Mill Park Publishing of Eagle, Idaho was created in 2003 by author Elaine Ambrose.
The company facilitates fee-based book publication and marketing for local authors
and organizes writer's retreats.

Wednesday, 27 April 2011 04:13

Skipping Around the Writer's Block

Written by  Elaine Ambrose

I recently saw the movie Limitless.

(Side note #1: I went to various online sites to learn how to punctuate movie titles and found several different answers that instructed to use italics, or underline, or capitalize, or use quotations, so I reached for The Chicago Manual of Style and it stated to use italics, so that’s what I did.  Professor Burt Cross would be so proud.)

But, I digress. The movie was about a loser writer named Eddie Morra, played by actor Bradley Cooper.

(Side note #2: You have to forget about the hilarious part he played in “Hangover” because this is an action thriller with no tigers, babies or tighty whities.)

Anyway, poor Eddie is suffering from writer’s block, but he’s under deadline to finish his novel. He sits at his laptop and nothing happens. (Been there, done that.) Then he runs into an ex-brother-in-law who gives him the magic smart pill that sets his brain on fire. (Never been there nor done that.) Eureka! In just a few days he writes an amazing novel and triumphantly drops the finished manuscript on his publisher's desk.

(Side note #3: I emailed the manuscript for Menopause Sucks one chapter at a time, so I didn’t get to march in and dramatically deliver the finished work.)

Suddenly Eddie knows everything and can do everything, thanks to the wonders of pharmaceutical enhancements.

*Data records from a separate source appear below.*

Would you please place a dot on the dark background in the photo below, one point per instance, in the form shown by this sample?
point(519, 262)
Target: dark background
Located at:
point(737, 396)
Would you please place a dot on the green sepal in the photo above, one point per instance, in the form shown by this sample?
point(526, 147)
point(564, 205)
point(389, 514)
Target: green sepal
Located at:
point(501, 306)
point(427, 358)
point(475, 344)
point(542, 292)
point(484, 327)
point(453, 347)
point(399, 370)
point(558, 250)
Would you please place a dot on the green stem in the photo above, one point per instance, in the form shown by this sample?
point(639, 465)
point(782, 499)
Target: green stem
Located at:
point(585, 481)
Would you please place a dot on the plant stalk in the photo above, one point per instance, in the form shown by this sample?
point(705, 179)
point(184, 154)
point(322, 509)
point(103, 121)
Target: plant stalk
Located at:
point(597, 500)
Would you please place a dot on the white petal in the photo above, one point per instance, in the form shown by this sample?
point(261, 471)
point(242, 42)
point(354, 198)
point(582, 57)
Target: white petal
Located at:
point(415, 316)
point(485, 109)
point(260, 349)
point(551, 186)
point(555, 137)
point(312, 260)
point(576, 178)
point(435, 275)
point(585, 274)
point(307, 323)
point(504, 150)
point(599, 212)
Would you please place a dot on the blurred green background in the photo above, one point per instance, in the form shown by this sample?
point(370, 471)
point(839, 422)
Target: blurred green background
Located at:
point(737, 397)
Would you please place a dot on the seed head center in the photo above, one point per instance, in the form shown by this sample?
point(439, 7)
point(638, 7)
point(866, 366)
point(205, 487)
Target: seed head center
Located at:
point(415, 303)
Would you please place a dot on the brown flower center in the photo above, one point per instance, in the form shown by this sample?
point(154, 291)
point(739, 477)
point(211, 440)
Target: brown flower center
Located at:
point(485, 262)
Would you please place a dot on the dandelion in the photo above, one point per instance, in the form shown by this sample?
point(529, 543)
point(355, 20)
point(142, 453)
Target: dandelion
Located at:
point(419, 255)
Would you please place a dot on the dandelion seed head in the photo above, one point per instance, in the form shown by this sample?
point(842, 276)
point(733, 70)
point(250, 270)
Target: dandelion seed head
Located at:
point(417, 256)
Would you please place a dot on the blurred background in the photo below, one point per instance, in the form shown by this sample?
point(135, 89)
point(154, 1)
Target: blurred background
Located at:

Success and mayhem ensue, and his talent and potential are, indeed, without limits.

As a writer, you probably have experienced both ends of the writing spectrum – a frustrating dry spell that makes you wonder how you dare call yourself a writer – or a sudden, uncontrollable creative urge so intense that your fingers can’t keep up with your brain. That’s all part of the gig, and it’s why writing is so unpredictable, maddening and magical. It’s just you and your brain, and that can be an amazing combination.

(Side note #4: Though I don’t advocate taking drugs to improve your writing skills, it never hurts to coax the creative juices with a glass of wine and/or plate of warm cookies. Add some interpretive music and then watch those brilliant words leap to the page and energetically scramble into intriguing sentences. Limitless, of course.)